It was just an irritated tweet of the kind I throw out into the world every single day. But this one hit a nerve.
At the time of writing it had well over 30,000 impressions which, for a tweet about one relatively small piece of municipal governance, is… a lot. It’s still climbing steadily. About 1,600 people have so far engaged with it, too. Most of them weeping with me.
Now I have even more things to say.
First of all Wellington was not “closed.” A small stretch of it, in front of Parliament, was not accessible to motor vehicles except the authorized ones and also those that ignored the concrete barriers and barreled down the “closed” street anyway. Which, based on my casual observation over the last year, was a surprisingly high number of vehicles.
Second of all, fuck, man. What is it about cars in this city that depriving them access to 500 or so metres of asphalt is comparable to a long forced march through institutions of cultural revolution or some such faux-communist torture?

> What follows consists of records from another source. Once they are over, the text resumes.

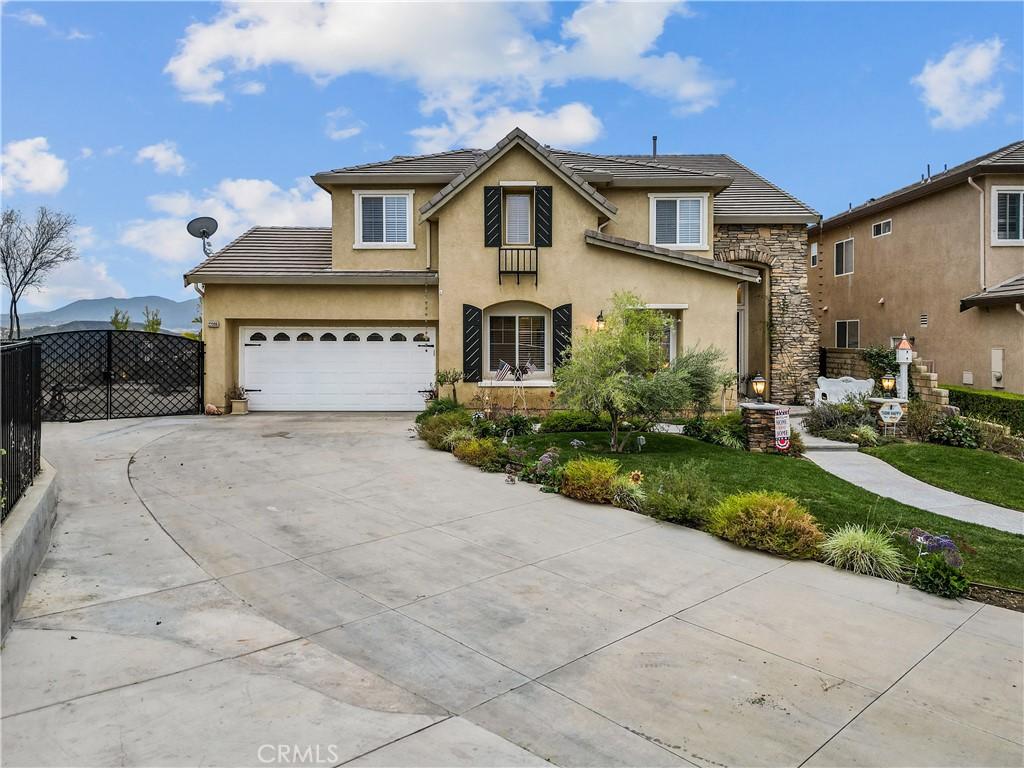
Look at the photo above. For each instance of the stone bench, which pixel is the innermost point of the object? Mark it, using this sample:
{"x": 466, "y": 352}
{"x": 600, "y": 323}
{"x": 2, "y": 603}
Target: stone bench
{"x": 844, "y": 388}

And on the eve of the first anniversary of the convoy that caused that stretch of road to be off-limits to motor vehicles, the message couldn’t have been clearer. It screams this: We don’t care how residents of Centretown feel about the violence they endured for weeks on end. We’re going to allow traffic to flow once more because dammit, we can’t keep asking motorists to make a 150-metre detour twice a year. That’s inhumane, vous comprenez?
I’ll grant one thing to the pro-cars-all-the-time-everywhere crowd. That stretch of Wellington wasn’t especially full of happy pedestrians and cyclists while it was busy being mostly devoid of vehicular traffic except for the exceptions.
That’s because we didn’t try to make it attractive to humans. Other than feebly block access to cars, we did precisely bugger-all to make the space something people would want to flock to. It’s like we deliberately set ourselves up for failure so we’d have no choice but to bring back cars because hell, we tried nothing and it didn’t work let’s hurry back to what we’re used to.
It’s like the argument according to which we shouldn’t plow bike lanes in the winter because nobody bikes when it’s cold except of course for all the cyclists biking through snow whose existence keeps being denied by those who’d rather they’d just disappear already.
None so blind as those who poke their eyes out to avoid seeing.
Downtown Ottawa is a sad patch of empty lack-of-fun because we keep making the wrong decisions. Even the much-vaunted Elgin Street redesign is a flop, because instead of going whole-hog on the streets-for-people model, we compromised (evil, evil word) by allowing cars to zigzag through ineffective traffic calming measures on their way to an artificially cheap parking spot.
Have you tried biking down there? It’s a nightmare. The only place that feels safe as a cyclist is on the sidewalk, which is terribly unfair to pedestrians. And also illegal.
Ottawa is full of lovely people who know exactly what makes a city vibrant and fun and human-scale and welcoming and cool. But for some reason we keep electing representatives who insist, infuriatingly, on making one wrong move after the next, either because they’re afraid of doing anything that hasn’t been done before or — well, actually, I think that’s it. The only way council ever considers doing something a tiny wee bit different is as part of a pilot project that never gets past that stage no matter how successful it is.
We’re afraid of even trying to be successful at being human and friendly. We can’t seem to find the guts needed to tell drivers, yes, tough, you’re going to have to make a detour of several dozen metres while comfortably sitting in your climate-controlled metal box because prime real estate in this town is reserved for human beings, not cars.
It keeps happening, over and over and over again. And I cannot understand why we insist on not trying to be less predictably awful.